Sandakan returned career-best figures of 4 for 52, while Wanidu Hasaranga took a hat-trick on debut to dismiss Zimbabwe for 155. Sri Lanka lost the first match of the series in a shock six-wicket defeat at the Galle International Stadium, where the second match was also played. 

“I played an ODI game after two-three months.  When you’re playing an ODI game after a long time you need confidence. (The) coaches, supporting staff and captain and senior players, all the players, gave me a lot of confidence to play. So we had a small plan with the batsman because they played really well in the first ODI against us. I think we executed our plan in the middle and I think I bowled much better,” 

Sandakan said. 
The plan was to change the pace at which the spinners bowled and where they pitched the ball. 

“We changed the fields a bit and we changed the pace and where we pitched the ball. We didn’t need to change too much, just the pace and the pitch of the ball,” Sandakan said. 

“I don’t think it was the perfect conditions for any of the bowlers. There wasn’t much happening with the ball. What we did was bowling wicket to wicket. We just changed the way we bowled so that they could not score the way they did in the first match.
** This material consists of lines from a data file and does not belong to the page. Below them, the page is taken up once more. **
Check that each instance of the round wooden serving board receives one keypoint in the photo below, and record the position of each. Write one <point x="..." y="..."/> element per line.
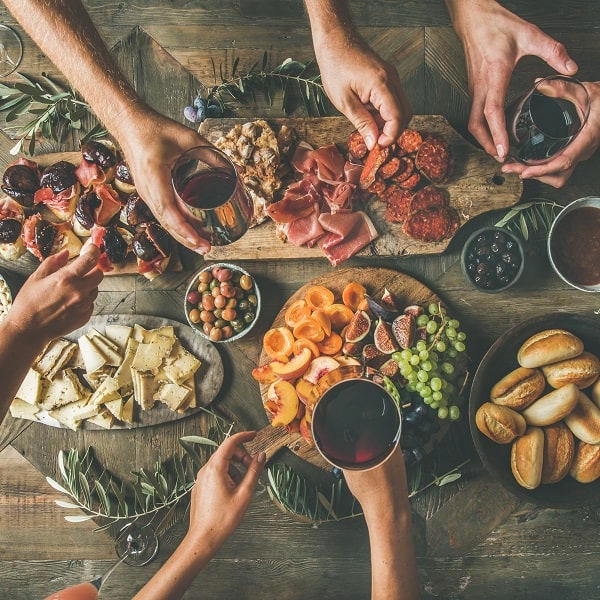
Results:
<point x="405" y="289"/>
<point x="477" y="185"/>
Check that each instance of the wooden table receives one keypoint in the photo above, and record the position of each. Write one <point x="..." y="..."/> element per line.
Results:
<point x="474" y="540"/>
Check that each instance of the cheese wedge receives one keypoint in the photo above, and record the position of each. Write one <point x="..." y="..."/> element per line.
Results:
<point x="92" y="359"/>
<point x="65" y="388"/>
<point x="54" y="357"/>
<point x="172" y="395"/>
<point x="119" y="335"/>
<point x="23" y="410"/>
<point x="31" y="388"/>
<point x="108" y="390"/>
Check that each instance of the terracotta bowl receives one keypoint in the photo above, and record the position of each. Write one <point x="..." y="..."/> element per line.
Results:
<point x="500" y="359"/>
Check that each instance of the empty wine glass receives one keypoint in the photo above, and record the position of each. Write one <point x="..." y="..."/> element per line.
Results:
<point x="135" y="545"/>
<point x="11" y="50"/>
<point x="545" y="121"/>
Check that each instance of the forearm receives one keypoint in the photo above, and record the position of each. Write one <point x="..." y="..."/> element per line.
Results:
<point x="178" y="573"/>
<point x="65" y="33"/>
<point x="17" y="353"/>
Wanidu did that too and I think he has everything in terms of variety to be a good spin bowler.”

Sandakan last played an ODI in March this year against Bangladesh, and despite being included in the team for the Champions Trophy in England last month did not get to play a game.  

“I don’t think the reason I was not picked to play in the Champions Trophy was because there was a problem with my bowling. I think it was largely because of the nature of the wickets (in England), that didn’t support spin. Everyone saw that. I didn’t have to change anything about my game today, and bowled the way that I needed to,” Sandakan said, adding, “They couldn’t really see my hand, and I think that way every ball I bowl is difficult for them, since they can’t pick it from the hand.” 

Meanwhile, Zimbabwe skipper Graham Cremer said that losing wickets in the middle overs stifled his team’s chances of posting a competitive score, adding that the wicket had played a little differently to the first game.

“(I) Thought the wicket was a little bit different and we didn’t adjust early enough. At one stage we could have batted out the overs and got 230 which could have been a decent score on that. We just lost too many wickets in the middle,” Cremer said. 

“We should have adjusted, maybe hit the ball down the ground a bit more. So maybe we’re still playing in the last game,” Cremer admitted.  

Cremer added that while Zimbabwe had been successful in scoring runs against Sandakan, ultimately the inability to pick his variations made it difficult to face him. 

“Guys didn’t pick him up that well. You know, he’s a lot different to what we are used to. We haven’t faced a lot of him. He was a bit of a mystery to us and guys they took enough runs off him, but he just bowled wicket taking balls, and we gave him a few soft wickets in that period. We just need to watch for that in the next game,” Cremer said.